DHCR24 Deficiency Drives Age-Related Meibomian Gland Dysfunction by Regulating Lipid Metabolic Imbalance and Cytosolic mtDNA-Induced cGAS-STING Activation

Int J Biol Sci. 2026 Mar 28;22(7):3886-3908. doi: 10.7150/ijbs.129636. eCollection 2026.

ABSTRACT

Dysregulated lipid metabolism and chronic inflammation are hallmarks of aging, yet their interplay in age-related tissue disorders remains poorly defined. In the ocular surface, age-related meibomian gland dysfunction (ARMGD) is highly prevalent but mechanistically unclear, leading to significant visual impairment without targeted therapies. To identify key molecular drivers of ARMGD, we performed integrated multi-omics screening of aging mouse meibomian glands (MGs) and identified DHCR24, a key cholesterol metabolism enzyme, as a critical regulator of gland homeostasis.
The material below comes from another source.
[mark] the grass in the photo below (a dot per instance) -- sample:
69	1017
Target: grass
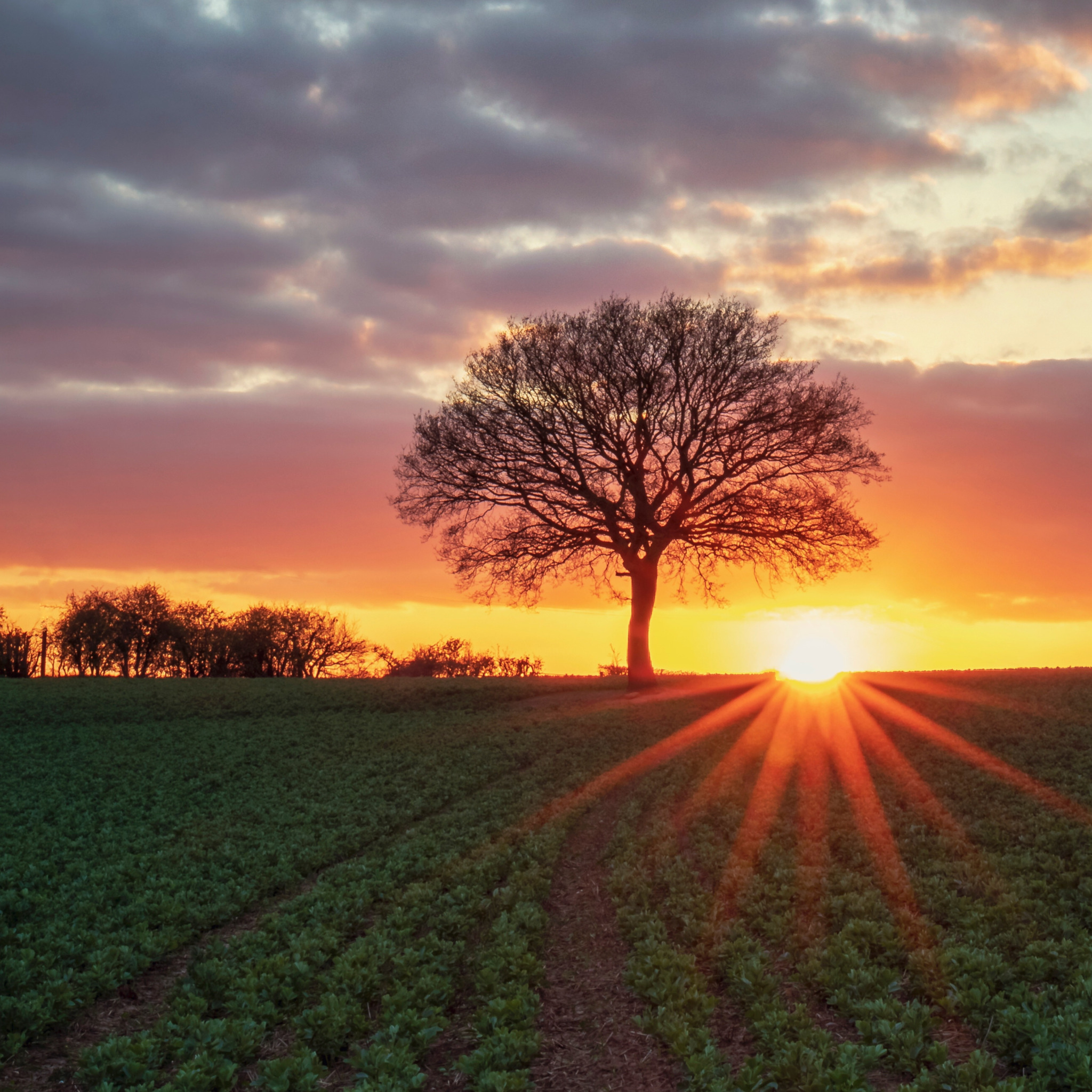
137	815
Single-cell sequencing identified age-associated downregulation of Dhcr24 predominantly in meibocytes. Based on this finding, we generated a meibocyte-specific Dhcr24 knockout (cKO) model, which exhibited typical ARMGD pathology including glandular atrophy, disrupted lipid homeostasis, and inflammatory activation. Further in vitro studies using SZ95 sebocytes demonstrated that DHCR24 deficiency induces mitochondrial dysfunction and cytosolic mitochondrial DNA (mtDNA) leakage, triggering cGAS/STING-dependent inflammatory senescence. Notably, AAV-mediated restoration of DHCR24 in mice reversed age-related gland pathology. Our findings establish DHCR24 as a dual-target regulator that maintains cholesterol metabolic homeostasis while suppressing mtDNA-driven inflammation via the cGAS-STING pathway, highlighting its therapeutic potential for ARMGD and related disorders characterized by lipid-inflammatory imbalance.